Nach ein paar Mal Üben funktioniere das ziemlich genau. „Vielleicht kommt aber auch ein unbewusster Weckreiz, weil etwas wichtiger als die Trance geworden ist – man ist ja nicht weggetreten“, so der Experte. Oder ganz profan den Wecker stellen.

 

Doch Entspannung und Stressreduktion sind nicht das Einzige, was mit Selbsthypnose erreicht wird: Spitzensportler nutzen sie, um ideale Bewegungsabläufe genau durchzuspielen und zu verinnerlichen. Wer nach einer Lösung im Beruf oder Privaten sucht, kann auch einen Wunsch oder Auftrag mitnehmen. „Und nicht selten kommen aus dem Unterbewussten noch bessere Ideen, die einem durch Stress blockiert nie einfallen würden“, so der Psychologe.

 

Risiken und Nebenwirkungen

 

Klares Ausschlusskriterium für die Anwendung einer Hypnose wäre eine Psychose.
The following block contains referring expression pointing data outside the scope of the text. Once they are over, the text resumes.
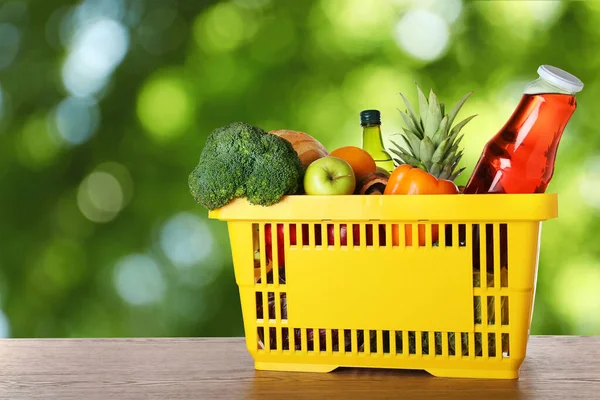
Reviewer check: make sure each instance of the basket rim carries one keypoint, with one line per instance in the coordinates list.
(396, 208)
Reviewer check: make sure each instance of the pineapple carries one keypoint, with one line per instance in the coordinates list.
(432, 142)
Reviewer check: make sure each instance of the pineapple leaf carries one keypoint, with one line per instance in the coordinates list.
(439, 153)
(460, 125)
(409, 123)
(434, 116)
(423, 106)
(449, 157)
(426, 150)
(413, 114)
(443, 174)
(435, 169)
(454, 111)
(441, 132)
(413, 141)
(456, 174)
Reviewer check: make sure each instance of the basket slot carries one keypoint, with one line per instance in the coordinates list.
(489, 254)
(317, 340)
(491, 308)
(277, 262)
(259, 306)
(271, 307)
(310, 344)
(360, 340)
(425, 345)
(437, 343)
(453, 344)
(385, 342)
(504, 254)
(414, 234)
(468, 344)
(463, 236)
(505, 345)
(263, 255)
(492, 344)
(261, 337)
(388, 235)
(478, 344)
(398, 342)
(477, 309)
(477, 278)
(285, 338)
(334, 340)
(447, 235)
(413, 344)
(297, 339)
(283, 306)
(504, 310)
(496, 255)
(481, 252)
(373, 235)
(373, 346)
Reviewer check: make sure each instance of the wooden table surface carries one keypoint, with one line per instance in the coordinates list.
(557, 367)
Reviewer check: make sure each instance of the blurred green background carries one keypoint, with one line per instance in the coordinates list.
(105, 106)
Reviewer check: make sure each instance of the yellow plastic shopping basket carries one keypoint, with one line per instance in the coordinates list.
(443, 283)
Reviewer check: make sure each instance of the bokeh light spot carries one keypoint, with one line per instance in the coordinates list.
(138, 280)
(10, 39)
(96, 51)
(221, 28)
(4, 325)
(77, 119)
(422, 34)
(165, 107)
(589, 186)
(186, 240)
(576, 287)
(100, 197)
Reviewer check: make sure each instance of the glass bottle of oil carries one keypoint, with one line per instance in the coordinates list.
(370, 120)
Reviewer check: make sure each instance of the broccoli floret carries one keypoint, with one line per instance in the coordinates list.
(241, 160)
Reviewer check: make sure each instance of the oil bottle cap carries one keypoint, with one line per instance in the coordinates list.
(370, 117)
(560, 78)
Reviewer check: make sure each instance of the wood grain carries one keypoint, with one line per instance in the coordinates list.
(557, 367)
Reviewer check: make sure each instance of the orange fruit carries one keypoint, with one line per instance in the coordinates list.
(361, 162)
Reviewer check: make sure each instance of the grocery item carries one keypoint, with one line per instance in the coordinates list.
(520, 158)
(329, 176)
(361, 162)
(431, 141)
(308, 148)
(372, 142)
(241, 160)
(373, 183)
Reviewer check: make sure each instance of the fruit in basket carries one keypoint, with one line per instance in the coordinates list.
(329, 176)
(372, 183)
(308, 148)
(432, 144)
(407, 179)
(241, 160)
(361, 161)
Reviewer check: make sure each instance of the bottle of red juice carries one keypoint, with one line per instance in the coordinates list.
(520, 157)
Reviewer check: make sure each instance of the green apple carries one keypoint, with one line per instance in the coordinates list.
(329, 176)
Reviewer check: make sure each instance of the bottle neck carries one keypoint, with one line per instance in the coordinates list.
(372, 137)
(540, 86)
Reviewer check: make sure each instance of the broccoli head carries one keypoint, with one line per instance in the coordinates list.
(241, 160)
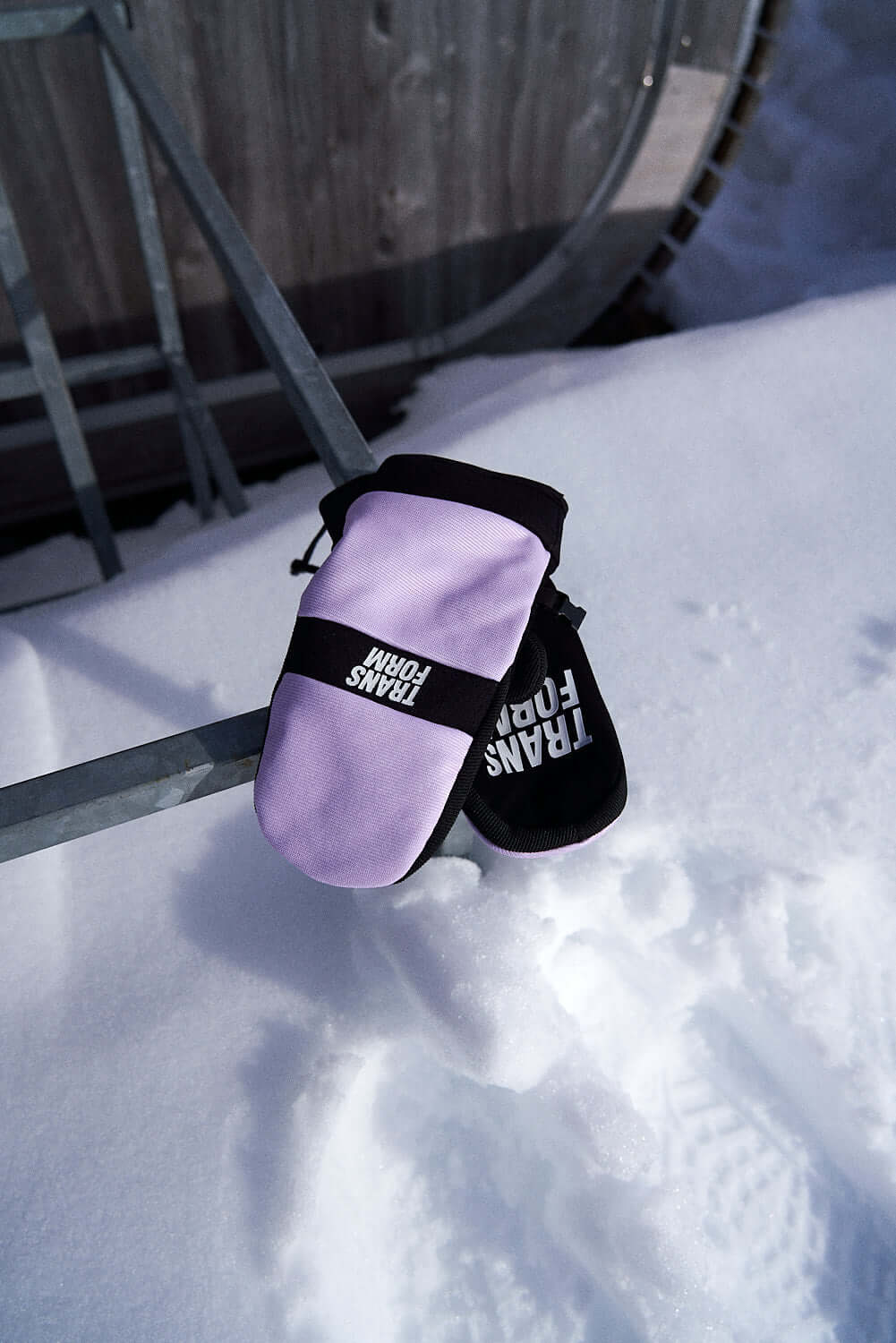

Beim geringsten Verdacht muss der Psychotherapeut – gegebenenfalls mit einem Psychiater – klären, wie therapiefähig der Patient oder die Patientin ist. Denn eine Hypnose könnte hier extreme Angstzustände und dissoziative Störungen auslösen oder jemanden völlig dekompensieren.

 

Deshalb warnt Norbert Loth auch vor Bühnenhypnosen. Da der Bühnenhypnotiseur sein „Ver-suchskaninchen“ nicht kennt und keine psychotherapeutische Erfahrung hat, könnten schon harmlose Fragen oder Suggestionen labile Menschen in eine traumatische Situation zurückführen, mit denen sie dann in der Regel alleingelassen werden.